The argument made here that processes involved in reading are both cyclical and continuous highlights the danger of oversimplifying predictions made by two-stage models prevalent in discourse comprehension studies (e.g., Gerrig & O’Brien, 2005; Glucksberg & McCloskey, 1981; Kintsch, 1988, 1998; Long & Lea, 2005; Rizzella & O’Brien, 2002; Sanford & Garrod, 1989, 1998, 2005). For explanatory purposes, these models tend to separate activation and integration into distinct stages. This can lead to the assumption that the reader moving on in the text signals that integration is complete. However, most of these models also contain the assumption that activation and integration stages are continuous and overlapping. In order to observe consequences of later-occurring activation and integration cycles, it is necessary to incorporate measures that allow for observation of the time course of processing across a larger window. This could include use of spillover regions, such as those used here, or use of eye-tracking technology (see Rayner, Pollatsek, Ashby, & Clifton, 2012). It is also important to incorporate assumptions about how and when integration mechanisms decide when tentative linkages made are sufficient for comprehension to proceed; this may require including an unconscious, but evaluative, component in the integration process (Long & Lea, 2005). The addition of the validation stage in the RI-Val model offers one potential solution.

The findings reported here also contribute to the ongoing discussion in the literature about the roles of semantic and contextual information in discourse comprehension. For example, Sanford and Garrod (1981, 1989, 2005; see also Garrod & Terras, 2000; Sanford, Garrod, Lucas, & Henderson, 1983) have argued for distinct bonding and resolution processes in discourse comprehension; bonding involves checking incoming information for its semantic fit with automatically reactivated information, whereas resolution involves verifying it against the actual discourse. Others, however, have argued that context has a strong initial influence on discourse interpretation (e.g., Hess, Foss, & Carroll, 1995; Nieuwland & Van Berkum, 2006; Otten & Van Berkum, 2007, 2008; Van Berkum, 2008). The results of the present study demonstrate that early stages of anaphoric processing can be dominated by either semantic or contextual information, depending upon which type of information, and how much, is reactivated first via a passive retrieval mechanism. However, additional information may become activated in subsequent activation cycles and, thus, influence later stages of processing.

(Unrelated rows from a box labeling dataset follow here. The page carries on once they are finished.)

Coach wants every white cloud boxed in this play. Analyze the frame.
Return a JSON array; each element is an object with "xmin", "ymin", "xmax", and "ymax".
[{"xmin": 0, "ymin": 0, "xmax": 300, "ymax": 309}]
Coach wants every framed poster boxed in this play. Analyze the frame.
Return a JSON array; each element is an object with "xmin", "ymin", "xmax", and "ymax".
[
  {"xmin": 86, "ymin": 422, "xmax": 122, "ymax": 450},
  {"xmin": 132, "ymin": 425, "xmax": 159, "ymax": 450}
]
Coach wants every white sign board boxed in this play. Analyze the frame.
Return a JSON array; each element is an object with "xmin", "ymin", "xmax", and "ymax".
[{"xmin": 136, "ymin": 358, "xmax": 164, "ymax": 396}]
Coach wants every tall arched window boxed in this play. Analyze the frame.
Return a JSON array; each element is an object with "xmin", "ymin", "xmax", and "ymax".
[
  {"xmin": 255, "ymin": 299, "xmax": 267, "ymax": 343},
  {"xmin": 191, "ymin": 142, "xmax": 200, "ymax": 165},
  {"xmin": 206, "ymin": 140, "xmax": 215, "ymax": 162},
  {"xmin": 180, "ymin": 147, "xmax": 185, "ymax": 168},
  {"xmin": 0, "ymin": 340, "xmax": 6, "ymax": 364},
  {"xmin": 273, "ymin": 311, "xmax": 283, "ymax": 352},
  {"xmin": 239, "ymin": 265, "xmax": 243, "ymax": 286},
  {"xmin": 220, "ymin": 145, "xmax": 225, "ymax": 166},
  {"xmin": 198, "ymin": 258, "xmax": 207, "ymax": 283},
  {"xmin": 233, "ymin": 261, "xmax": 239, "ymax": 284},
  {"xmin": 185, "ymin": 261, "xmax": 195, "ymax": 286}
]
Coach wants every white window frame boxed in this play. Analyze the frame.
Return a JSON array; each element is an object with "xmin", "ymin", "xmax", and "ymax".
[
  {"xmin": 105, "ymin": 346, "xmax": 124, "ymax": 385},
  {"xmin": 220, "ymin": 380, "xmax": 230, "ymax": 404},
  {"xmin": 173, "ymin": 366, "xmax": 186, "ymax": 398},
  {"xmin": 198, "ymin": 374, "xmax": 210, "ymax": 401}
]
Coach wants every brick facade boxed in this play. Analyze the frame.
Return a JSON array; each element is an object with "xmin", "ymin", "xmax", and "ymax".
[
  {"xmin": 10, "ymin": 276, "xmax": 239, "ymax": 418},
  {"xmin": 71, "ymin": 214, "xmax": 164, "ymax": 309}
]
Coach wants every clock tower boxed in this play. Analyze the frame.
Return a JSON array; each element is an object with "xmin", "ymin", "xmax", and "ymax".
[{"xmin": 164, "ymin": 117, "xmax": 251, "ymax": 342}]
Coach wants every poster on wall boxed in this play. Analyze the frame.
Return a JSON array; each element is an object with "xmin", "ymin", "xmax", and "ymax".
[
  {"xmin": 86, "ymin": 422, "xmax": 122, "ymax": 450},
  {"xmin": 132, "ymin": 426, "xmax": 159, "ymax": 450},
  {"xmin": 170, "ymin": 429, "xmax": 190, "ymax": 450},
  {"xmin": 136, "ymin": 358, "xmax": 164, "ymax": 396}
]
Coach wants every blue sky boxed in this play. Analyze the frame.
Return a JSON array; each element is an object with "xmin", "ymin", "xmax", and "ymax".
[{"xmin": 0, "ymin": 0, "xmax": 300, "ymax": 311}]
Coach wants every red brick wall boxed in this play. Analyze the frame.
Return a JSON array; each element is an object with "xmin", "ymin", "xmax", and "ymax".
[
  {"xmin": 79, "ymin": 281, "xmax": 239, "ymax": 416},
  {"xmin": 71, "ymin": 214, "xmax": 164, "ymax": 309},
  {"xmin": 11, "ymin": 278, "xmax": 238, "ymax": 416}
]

This is consistent with arguments made by Cook and colleagues (Cook & Guéraud, 2005; Cook & Myers, 2004; Cook & O'Brien, 2014; O’Brien & Cook, in press).

One final point is that although O’Brien and colleagues (O'Brien, 1987; O'Brien et al., 1990, 1995) have repeatedly found that reducing the distance between an anaphor and its antecedent results in reduced time to reactive and reinstate the antecedent, no such effects were observed in Experiment 2 or 3. This may be because O’Brien and colleagues embedded anaphoric phrases in explicit demand sentences (e.g., Mark’s neighbor asked him what he had just finished building) that would force coherence breaks if unresolved. In contrast, O'Brien et al. (1997) found that when a nominal anaphor was conceptually identical to its antecedent, no distance effects were observed. The anaphors used in the present study were much closer in nature to those used in the O'Brien et al. (1997) materials.

In conclusion, the present study extends findings from the shallow processing and anaphor-processing literatures by demonstrating that initial processing of unambiguous but anomalous anaphors appears to be based on their goodness of fit with the contents of active memory. However, this does not represent the end-stage of anaphoric processing; readers then validate those initial linkages against information in memory. These results are consistent with assumptions of the RI-Val view, proposed by Cook and O'Brien (2014).